Understanding the Concepts of Place & Region

Instructor: Sunday Moulton

Sunday recently earned a PhD in Anthropology and has taught college courses in Anthropology, English, and high school ACT/SAT Prep.

This lesson explores two of the five themes of geography - place and region. You will learn to define each and their subcategories, along with several examples to help you remember them.

The World Around Us
Word geography written on chalk board

Every day we interact with the physical spaces around us, whether that is traveling to a distant country or finding our way home from the local store. How we get from place to place, the knowledge making these journeys possible is both a topic of study and a product of the work done by geographers. In the field of geography, professionals create maps of absolute space. Absolute space refers to a set of locations that exist regardless of how people use it, features within this space, and the ever changing borders and boundaries humans create. In fact, a geographer's work deals almost exclusively with five key themes of geography: location, place, human-environment interaction, movement, and regions. For this lesson, let's narrow the focus to two vital themes, place and region.

This Must Be the Place

Grand Canyon
Grand Canyon

What makes a place? What sets it apart from the space around it, gives it a unique identity? Basically, humans do this through the act of naming or describing how the place is different from its surroundings. Geographers define place as the physical and human characteristics of a location. The physical features might include the local climate, rivers, or valleys. The human characteristics include the culture of the people living in that place and all the ways they interact with it, like building a city or designing a park. Remember, location is another of the five themes of geography and while it is not our focus here, it is defined as a specific point in space regardless of features or human significance. Locations become places through human actions and thoughts. The physical characteristics used to define place in geography are primarily natural such as lakes, mountains, or local plants and animals. The human characteristics of place involve the people inhabiting the place, their culture, and way of life, as well as how they use and modify the environment around them.

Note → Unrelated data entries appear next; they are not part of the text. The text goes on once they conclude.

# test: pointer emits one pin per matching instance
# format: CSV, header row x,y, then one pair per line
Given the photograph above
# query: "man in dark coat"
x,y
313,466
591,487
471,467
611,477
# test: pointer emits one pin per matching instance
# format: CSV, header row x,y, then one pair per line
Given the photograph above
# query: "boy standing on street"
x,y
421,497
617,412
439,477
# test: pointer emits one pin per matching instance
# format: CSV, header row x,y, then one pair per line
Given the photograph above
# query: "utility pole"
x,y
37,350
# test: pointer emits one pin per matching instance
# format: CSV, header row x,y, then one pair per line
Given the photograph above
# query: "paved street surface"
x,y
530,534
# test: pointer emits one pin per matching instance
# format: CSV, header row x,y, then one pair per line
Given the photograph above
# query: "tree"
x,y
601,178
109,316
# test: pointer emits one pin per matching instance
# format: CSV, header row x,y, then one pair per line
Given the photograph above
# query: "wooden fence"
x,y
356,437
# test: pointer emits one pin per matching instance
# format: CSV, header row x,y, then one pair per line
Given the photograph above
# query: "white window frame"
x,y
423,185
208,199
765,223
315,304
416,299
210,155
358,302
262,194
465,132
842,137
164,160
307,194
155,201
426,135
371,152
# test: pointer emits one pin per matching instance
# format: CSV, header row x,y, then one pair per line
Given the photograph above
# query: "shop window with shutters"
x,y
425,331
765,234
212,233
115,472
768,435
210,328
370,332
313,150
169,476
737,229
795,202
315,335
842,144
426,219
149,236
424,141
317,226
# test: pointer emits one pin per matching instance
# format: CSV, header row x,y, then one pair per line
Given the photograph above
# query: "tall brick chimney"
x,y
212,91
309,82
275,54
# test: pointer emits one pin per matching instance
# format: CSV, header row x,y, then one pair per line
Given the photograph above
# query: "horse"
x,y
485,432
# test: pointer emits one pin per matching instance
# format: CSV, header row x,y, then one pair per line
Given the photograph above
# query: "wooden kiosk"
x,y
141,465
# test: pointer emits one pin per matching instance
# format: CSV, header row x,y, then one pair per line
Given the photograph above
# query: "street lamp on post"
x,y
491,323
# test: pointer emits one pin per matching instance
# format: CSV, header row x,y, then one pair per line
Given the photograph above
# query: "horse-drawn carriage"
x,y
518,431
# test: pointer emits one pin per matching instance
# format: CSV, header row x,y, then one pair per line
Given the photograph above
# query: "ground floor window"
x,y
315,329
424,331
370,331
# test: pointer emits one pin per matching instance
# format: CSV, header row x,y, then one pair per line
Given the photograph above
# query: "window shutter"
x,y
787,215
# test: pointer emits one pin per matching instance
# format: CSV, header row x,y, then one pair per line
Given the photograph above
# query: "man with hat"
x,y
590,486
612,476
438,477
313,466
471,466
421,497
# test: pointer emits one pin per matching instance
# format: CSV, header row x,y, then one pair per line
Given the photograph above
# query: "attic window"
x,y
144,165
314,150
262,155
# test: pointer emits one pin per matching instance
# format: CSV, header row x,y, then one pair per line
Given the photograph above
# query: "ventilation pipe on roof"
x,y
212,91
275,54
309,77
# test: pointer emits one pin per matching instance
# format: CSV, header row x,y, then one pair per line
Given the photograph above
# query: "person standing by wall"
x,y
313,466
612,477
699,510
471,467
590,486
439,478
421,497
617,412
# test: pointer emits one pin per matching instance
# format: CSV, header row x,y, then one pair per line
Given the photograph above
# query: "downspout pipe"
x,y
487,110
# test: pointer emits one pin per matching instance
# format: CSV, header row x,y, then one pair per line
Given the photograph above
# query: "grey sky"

Regions share similarities with places in that they are defined by people, separating them from the space outside their boundaries. However, they are much bigger than places, often with vaguely defined boundaries. Geographers define regions as conceptual tools people use to break up the wide world into smaller, easier to think about, units based on a characteristic, or set of characteristics. This helps them to identify the area and places within a region's boundaries. In fact, regions contain many places within them. Types of regions fall into three categories: formal regions, functional regions, and vernacular regions. Let's look at their definitions and few examples to help us remember them.

Formal Regions

Formal regions are the most defined type of region, possessing official, well-known, and clearly marked boundaries. These regions often appear on maps and official documents. Examples of formal regions include continents, countries, states, counties, cities, school districts, and any other way to define a space for legal and official purposes.